Nine years after the birth of my daughter, I still vividly recall preparing for her arrival. There was a nursery to furnish, tons of stuff to buy, and it was finally time to replace my 13-year-old car with something that had AWD, airbags and antilock brakes. Most of all, there was the matter of selecting a perfect name. The first name chose itself; Liliena was named after my Tongan Peace Corps sister. Her middle name presented more of a challenge -- it had to be both beautiful and meaningful. After hours of poring through baby name books and speaking different combinations aloud, we finally chose Beatrice, "bringer of joy." A year later, we went through much the same process when I became pregnant with my son.
There are many places in the world where parents dare not select their babies' names in advance. It's not that these parents love their children less than we do, it's because they know there is a good chance their babies will die. I will never forget my recent visit to a referral hospital in East Africa. The head of pediatrics described the many foreign visitors who "came to help," made big promises and never returned. He then showed me their delivery room, a 6 x 12 foot alcove with two metal labor tables and a peeling tile floor. There was no running water, no stethoscope or simple suction equipment, and no blankets or towels to dry and warm newborns. Metal bins were set within easy reach; it was not unusual for the bodies of "stillborns," who had yet to utter a single cry, to be placed inside and left for dead. Physicians attend very few deliveries in developing countries and, tragically, many health workers don't realize that by simply suctioning a baby's mouth and nose, and rubbing his back and warming him, they could help him start to breathe.
It is sobering for me to contrast this with my own experience. My son Grayson was born 10 days after his due date, delivered by stat c-section when the fetal monitor showed dangerous drops in his heart rate. Within 10 minutes of the concerning tracing, I heard the beautiful sound of my son's first cry. He was perfect -- save for a dent in his lower lip, where his tiny hand had been pressed up against his sweet little face. I learned about this detail later; my blood pressure had dropped to 60/30 and my recollection of that night is somewhat vague. Gray has asked me several times what would have happened if he had been born in a place where they didn't have hospitals. I have replied, quite honestly, that we probably both would have died.

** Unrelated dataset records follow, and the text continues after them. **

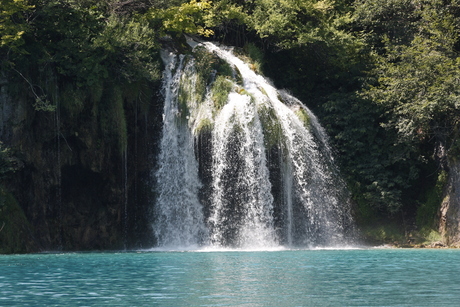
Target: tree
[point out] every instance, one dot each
(13, 22)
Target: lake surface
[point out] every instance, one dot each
(355, 277)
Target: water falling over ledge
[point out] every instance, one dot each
(242, 164)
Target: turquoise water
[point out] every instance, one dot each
(367, 277)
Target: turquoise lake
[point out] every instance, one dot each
(353, 277)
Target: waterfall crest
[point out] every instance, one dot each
(242, 164)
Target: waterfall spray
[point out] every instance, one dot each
(245, 118)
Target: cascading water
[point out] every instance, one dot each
(265, 175)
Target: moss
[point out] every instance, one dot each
(271, 126)
(220, 90)
(303, 116)
(205, 125)
(427, 212)
(256, 55)
(112, 119)
(14, 227)
(72, 100)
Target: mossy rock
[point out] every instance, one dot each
(271, 126)
(15, 230)
(220, 90)
(302, 114)
(205, 125)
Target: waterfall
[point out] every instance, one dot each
(265, 176)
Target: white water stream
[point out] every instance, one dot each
(297, 200)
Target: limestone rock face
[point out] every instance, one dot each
(449, 225)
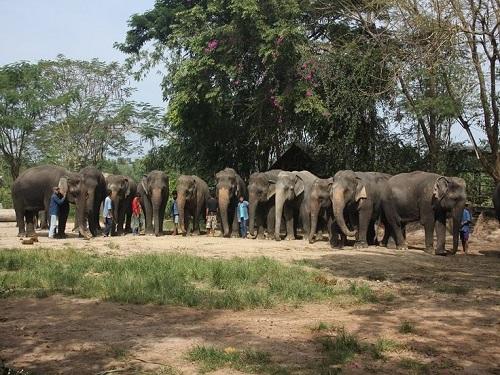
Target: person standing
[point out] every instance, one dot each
(465, 228)
(243, 216)
(174, 212)
(56, 201)
(211, 214)
(137, 215)
(107, 213)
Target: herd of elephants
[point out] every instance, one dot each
(347, 204)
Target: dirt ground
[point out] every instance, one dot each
(453, 303)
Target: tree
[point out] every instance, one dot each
(246, 79)
(91, 115)
(24, 100)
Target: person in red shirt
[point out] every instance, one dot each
(137, 216)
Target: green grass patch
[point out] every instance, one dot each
(381, 346)
(414, 367)
(211, 358)
(174, 279)
(321, 326)
(407, 327)
(341, 348)
(452, 289)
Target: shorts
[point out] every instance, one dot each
(212, 222)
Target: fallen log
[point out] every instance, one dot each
(7, 215)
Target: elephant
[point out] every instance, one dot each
(123, 189)
(229, 186)
(429, 198)
(32, 190)
(496, 201)
(292, 194)
(320, 206)
(362, 195)
(153, 190)
(261, 199)
(192, 196)
(96, 190)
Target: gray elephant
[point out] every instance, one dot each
(496, 201)
(153, 190)
(32, 190)
(261, 199)
(320, 206)
(360, 195)
(292, 194)
(429, 198)
(96, 190)
(192, 195)
(123, 189)
(229, 186)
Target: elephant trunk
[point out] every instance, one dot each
(223, 209)
(457, 213)
(156, 200)
(314, 208)
(181, 206)
(280, 201)
(252, 212)
(338, 211)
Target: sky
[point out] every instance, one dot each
(79, 29)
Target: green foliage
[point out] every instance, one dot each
(246, 78)
(165, 279)
(249, 361)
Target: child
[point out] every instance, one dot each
(243, 216)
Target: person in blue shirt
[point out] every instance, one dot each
(174, 212)
(465, 228)
(243, 216)
(56, 200)
(107, 213)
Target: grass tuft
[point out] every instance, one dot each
(407, 327)
(173, 279)
(212, 358)
(452, 289)
(341, 348)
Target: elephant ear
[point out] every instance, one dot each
(299, 186)
(271, 191)
(63, 185)
(360, 192)
(440, 187)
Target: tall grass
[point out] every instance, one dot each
(173, 279)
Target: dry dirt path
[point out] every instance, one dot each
(457, 330)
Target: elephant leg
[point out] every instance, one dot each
(271, 221)
(365, 215)
(30, 225)
(429, 235)
(288, 213)
(20, 221)
(196, 221)
(441, 234)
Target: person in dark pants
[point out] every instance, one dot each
(243, 216)
(107, 213)
(211, 214)
(56, 201)
(465, 228)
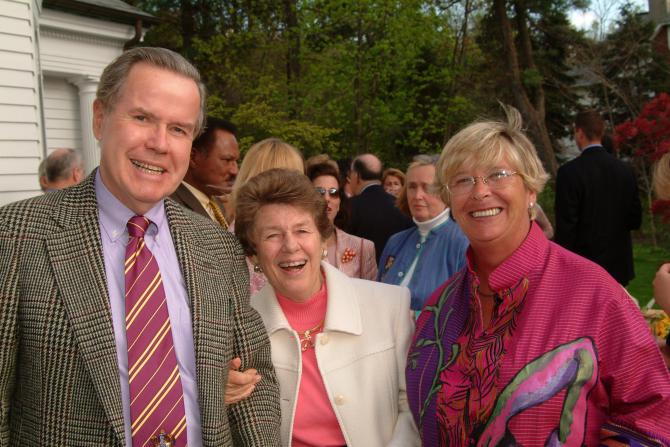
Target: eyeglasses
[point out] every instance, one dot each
(332, 192)
(464, 184)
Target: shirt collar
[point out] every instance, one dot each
(114, 215)
(375, 183)
(592, 146)
(520, 263)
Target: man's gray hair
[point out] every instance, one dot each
(115, 74)
(59, 164)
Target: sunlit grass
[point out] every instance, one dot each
(647, 260)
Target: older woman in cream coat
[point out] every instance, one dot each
(342, 380)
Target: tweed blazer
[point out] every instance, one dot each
(361, 355)
(59, 378)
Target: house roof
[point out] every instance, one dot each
(114, 10)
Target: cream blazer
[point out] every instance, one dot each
(361, 355)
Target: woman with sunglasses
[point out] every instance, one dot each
(351, 254)
(426, 255)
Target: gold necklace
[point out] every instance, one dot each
(306, 337)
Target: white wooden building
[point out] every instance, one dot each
(52, 53)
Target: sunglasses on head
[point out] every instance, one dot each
(331, 191)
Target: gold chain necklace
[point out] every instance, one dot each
(306, 337)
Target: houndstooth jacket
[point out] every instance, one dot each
(59, 378)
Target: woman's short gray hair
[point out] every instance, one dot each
(116, 73)
(486, 143)
(662, 177)
(419, 160)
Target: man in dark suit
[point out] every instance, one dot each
(374, 215)
(68, 365)
(597, 202)
(211, 171)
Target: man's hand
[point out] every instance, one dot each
(240, 383)
(662, 287)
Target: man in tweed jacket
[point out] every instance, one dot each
(60, 379)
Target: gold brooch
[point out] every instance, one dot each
(162, 440)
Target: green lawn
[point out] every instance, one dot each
(647, 261)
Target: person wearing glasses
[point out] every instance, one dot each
(426, 255)
(528, 344)
(351, 254)
(661, 182)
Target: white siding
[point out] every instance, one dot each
(20, 132)
(61, 114)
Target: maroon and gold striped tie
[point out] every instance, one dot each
(156, 395)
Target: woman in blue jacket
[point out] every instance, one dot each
(425, 256)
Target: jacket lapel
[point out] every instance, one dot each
(75, 254)
(194, 259)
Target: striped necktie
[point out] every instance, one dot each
(156, 396)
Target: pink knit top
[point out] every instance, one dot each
(315, 422)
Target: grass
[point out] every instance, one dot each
(647, 260)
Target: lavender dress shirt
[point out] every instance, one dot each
(113, 219)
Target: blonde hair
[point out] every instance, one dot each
(662, 177)
(267, 154)
(486, 143)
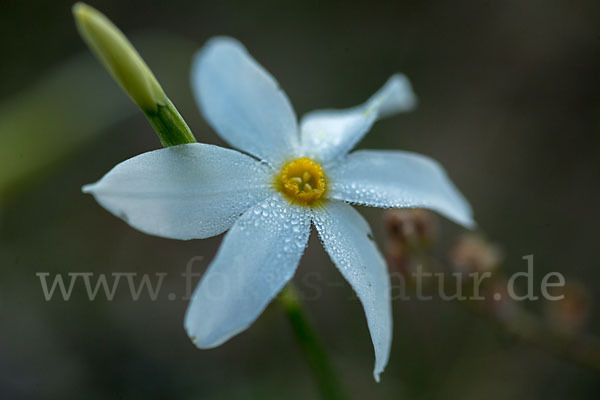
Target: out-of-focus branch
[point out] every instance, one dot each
(410, 237)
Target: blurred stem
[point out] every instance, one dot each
(579, 348)
(582, 349)
(327, 381)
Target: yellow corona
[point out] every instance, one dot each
(302, 181)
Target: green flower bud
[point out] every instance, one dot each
(119, 57)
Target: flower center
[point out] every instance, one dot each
(302, 181)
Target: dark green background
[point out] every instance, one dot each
(509, 103)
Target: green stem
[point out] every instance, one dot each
(169, 125)
(327, 381)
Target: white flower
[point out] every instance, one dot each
(293, 176)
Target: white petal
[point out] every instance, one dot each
(347, 238)
(329, 134)
(258, 256)
(190, 191)
(398, 179)
(242, 101)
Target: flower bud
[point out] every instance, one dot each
(119, 57)
(411, 226)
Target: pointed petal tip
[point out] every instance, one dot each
(402, 91)
(89, 188)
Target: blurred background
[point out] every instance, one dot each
(509, 103)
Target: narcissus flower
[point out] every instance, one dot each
(292, 175)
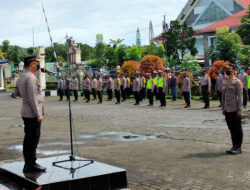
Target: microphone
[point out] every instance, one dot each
(46, 71)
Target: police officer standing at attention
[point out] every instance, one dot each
(32, 111)
(136, 88)
(156, 84)
(75, 88)
(218, 85)
(150, 89)
(99, 89)
(109, 88)
(93, 86)
(162, 89)
(117, 87)
(232, 93)
(244, 79)
(60, 88)
(186, 88)
(205, 88)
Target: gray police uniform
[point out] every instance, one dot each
(232, 93)
(28, 88)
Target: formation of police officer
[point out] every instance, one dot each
(205, 88)
(232, 95)
(32, 111)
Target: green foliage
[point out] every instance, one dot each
(134, 53)
(179, 38)
(1, 55)
(245, 55)
(16, 55)
(244, 28)
(191, 64)
(227, 47)
(86, 51)
(121, 52)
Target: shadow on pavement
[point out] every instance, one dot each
(206, 155)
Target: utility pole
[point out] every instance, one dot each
(151, 32)
(138, 37)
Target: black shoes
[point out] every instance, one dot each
(234, 150)
(33, 168)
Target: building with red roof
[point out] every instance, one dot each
(205, 16)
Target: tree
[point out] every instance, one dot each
(244, 28)
(151, 63)
(115, 43)
(121, 52)
(191, 64)
(134, 53)
(86, 52)
(99, 51)
(213, 72)
(227, 46)
(179, 38)
(5, 48)
(16, 55)
(129, 68)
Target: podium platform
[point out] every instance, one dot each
(92, 176)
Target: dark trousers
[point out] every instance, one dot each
(87, 94)
(156, 94)
(94, 93)
(123, 91)
(244, 97)
(142, 94)
(174, 94)
(67, 93)
(137, 97)
(99, 94)
(60, 93)
(235, 128)
(150, 97)
(118, 95)
(32, 130)
(128, 92)
(162, 97)
(205, 95)
(187, 97)
(220, 96)
(249, 94)
(110, 94)
(75, 94)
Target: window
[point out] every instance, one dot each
(193, 2)
(212, 14)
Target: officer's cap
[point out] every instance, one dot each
(31, 58)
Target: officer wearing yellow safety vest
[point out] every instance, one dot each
(161, 89)
(150, 89)
(156, 83)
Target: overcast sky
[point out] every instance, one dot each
(83, 19)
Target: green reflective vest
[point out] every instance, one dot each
(249, 82)
(160, 82)
(156, 81)
(149, 84)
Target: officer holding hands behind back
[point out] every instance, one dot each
(32, 111)
(232, 96)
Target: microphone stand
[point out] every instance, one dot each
(71, 157)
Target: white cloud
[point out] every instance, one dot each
(83, 19)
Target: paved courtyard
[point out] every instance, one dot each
(171, 148)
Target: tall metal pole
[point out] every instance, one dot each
(51, 41)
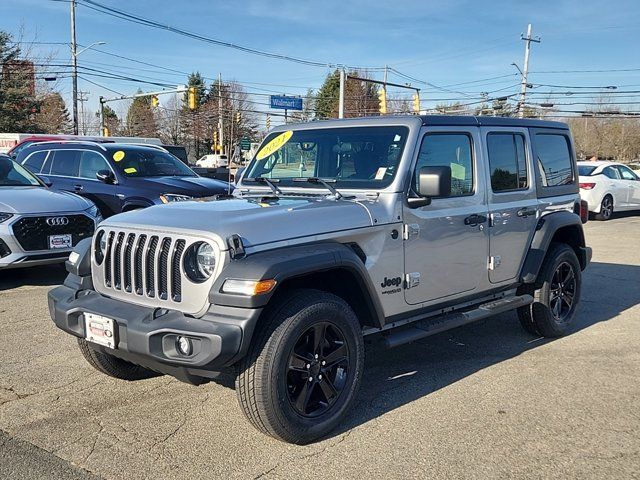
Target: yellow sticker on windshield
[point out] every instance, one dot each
(458, 171)
(274, 145)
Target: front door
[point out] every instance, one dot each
(446, 242)
(513, 205)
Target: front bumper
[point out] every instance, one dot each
(147, 336)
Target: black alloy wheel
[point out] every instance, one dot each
(318, 369)
(562, 291)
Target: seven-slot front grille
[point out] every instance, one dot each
(32, 233)
(144, 265)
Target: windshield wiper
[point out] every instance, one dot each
(324, 183)
(270, 183)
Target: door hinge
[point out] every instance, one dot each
(412, 280)
(410, 231)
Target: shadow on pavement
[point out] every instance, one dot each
(397, 377)
(48, 275)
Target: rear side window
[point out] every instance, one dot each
(554, 160)
(91, 163)
(612, 173)
(627, 173)
(35, 160)
(65, 162)
(585, 170)
(448, 150)
(508, 161)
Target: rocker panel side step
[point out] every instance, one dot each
(431, 326)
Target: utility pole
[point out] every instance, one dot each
(102, 132)
(220, 124)
(74, 60)
(341, 104)
(83, 97)
(525, 71)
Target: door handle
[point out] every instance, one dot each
(474, 220)
(526, 212)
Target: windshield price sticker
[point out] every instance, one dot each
(274, 145)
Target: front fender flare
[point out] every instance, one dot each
(289, 262)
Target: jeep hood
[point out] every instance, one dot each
(257, 220)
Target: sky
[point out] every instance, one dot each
(453, 49)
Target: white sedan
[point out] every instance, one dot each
(608, 186)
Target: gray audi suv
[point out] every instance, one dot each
(39, 225)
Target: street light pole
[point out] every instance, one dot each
(74, 62)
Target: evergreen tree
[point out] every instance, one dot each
(18, 104)
(111, 121)
(141, 121)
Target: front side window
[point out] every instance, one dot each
(91, 163)
(352, 157)
(65, 163)
(554, 160)
(14, 175)
(35, 160)
(451, 150)
(507, 161)
(627, 173)
(146, 162)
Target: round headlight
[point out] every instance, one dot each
(100, 246)
(200, 261)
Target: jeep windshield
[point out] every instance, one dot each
(349, 157)
(146, 162)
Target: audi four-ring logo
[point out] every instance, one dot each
(57, 221)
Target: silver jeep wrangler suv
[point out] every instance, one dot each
(396, 226)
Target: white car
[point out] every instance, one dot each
(213, 161)
(608, 186)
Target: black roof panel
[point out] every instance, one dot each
(490, 121)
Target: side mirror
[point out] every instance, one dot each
(47, 181)
(105, 176)
(432, 182)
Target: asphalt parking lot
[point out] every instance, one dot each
(482, 401)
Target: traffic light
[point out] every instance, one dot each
(192, 98)
(416, 102)
(382, 97)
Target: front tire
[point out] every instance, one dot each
(556, 294)
(606, 209)
(303, 369)
(113, 366)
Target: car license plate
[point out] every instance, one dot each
(100, 330)
(60, 241)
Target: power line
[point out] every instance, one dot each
(121, 14)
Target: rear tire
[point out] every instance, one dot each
(606, 209)
(113, 366)
(556, 295)
(304, 367)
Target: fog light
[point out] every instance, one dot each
(183, 345)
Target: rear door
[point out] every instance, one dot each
(513, 205)
(632, 183)
(446, 242)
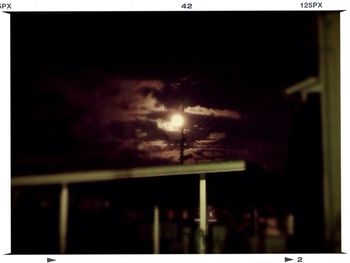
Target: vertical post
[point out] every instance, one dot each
(329, 42)
(156, 232)
(182, 139)
(202, 214)
(63, 222)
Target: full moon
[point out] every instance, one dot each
(177, 120)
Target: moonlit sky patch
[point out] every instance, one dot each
(91, 94)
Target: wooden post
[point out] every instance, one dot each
(63, 222)
(203, 221)
(156, 231)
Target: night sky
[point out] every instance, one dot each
(97, 90)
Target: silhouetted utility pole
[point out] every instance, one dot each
(182, 139)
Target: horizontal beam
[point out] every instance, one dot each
(143, 172)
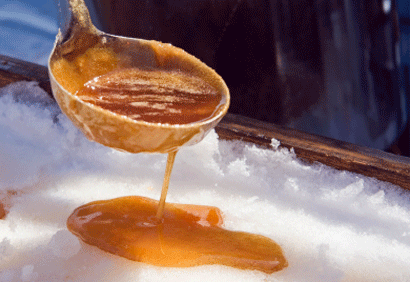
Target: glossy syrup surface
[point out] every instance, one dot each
(158, 96)
(187, 235)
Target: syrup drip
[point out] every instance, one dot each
(187, 235)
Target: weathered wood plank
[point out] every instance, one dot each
(311, 148)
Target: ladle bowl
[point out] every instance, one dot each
(98, 53)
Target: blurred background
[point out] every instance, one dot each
(336, 68)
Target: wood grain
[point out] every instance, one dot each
(311, 148)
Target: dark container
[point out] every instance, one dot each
(328, 67)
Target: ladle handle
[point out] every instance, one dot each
(73, 14)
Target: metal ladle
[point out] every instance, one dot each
(105, 127)
(73, 43)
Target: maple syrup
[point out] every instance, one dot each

The reality is, unlike those of us fortunate enough to have ready access to skilled medical care; millions of women throughout the world DO die during childbirth, and go through their pregnancies knowing that their babies may also die before, during or shortly after birth.
Every mother deserves to deliver her baby safely, and to experience the immeasurable joy of hearing that first cry. Every baby deserves to have a skilled attendant who can keep them out of that metal bin, by helping them take their first breath. Now, thanks to Helping Babies Breathe®, newborns in resource- limited settings stand a much better chance of ending up in their mothers' arms, alive and well.
Helping Babies Breathe® (HBB) is a curriculum developed and being distributed by the American Academy of Pediatrics, in consultation with the World Health Organization (WHO), and in collaboration with the US Agency for International Development, Save the Children, NICHD, Laerdal Medical, Johnson & Johnson, and a number of other organizations.
HBB trains birth attendants in developing countries in the essential skills of newborn resuscitation. Our goal is to have at least one skilled attendant at the birth of every baby, armed with the simple, inexpensive equipment needed to help each baby breathe within the first minute after birth. HBB training has been introduced in 48 countries so far, but only 11 of these countries have sufficient resources to take this critically important program to scale.
This week at a panel about Front Line Health Workers hosted by Johnson & Johnson, Dr. Jon Klein from the AAP noted that "much more needs to be done to improve newborn survival to achieve the MDGs on a global scale." Helping Babies Breathe will be targeted to the 63 countries participating in Millennium Development Goal 4.
It is crucial that we find ways to increase support for HBB training in developing countries, so more birth attendants can be taught to evaluate newborns and stimulate their breathing. As this goal is achieved, more and more babies will survive and end up where they belong - not in those metal bins, but home with their families, where the fun of choosing their names can begin!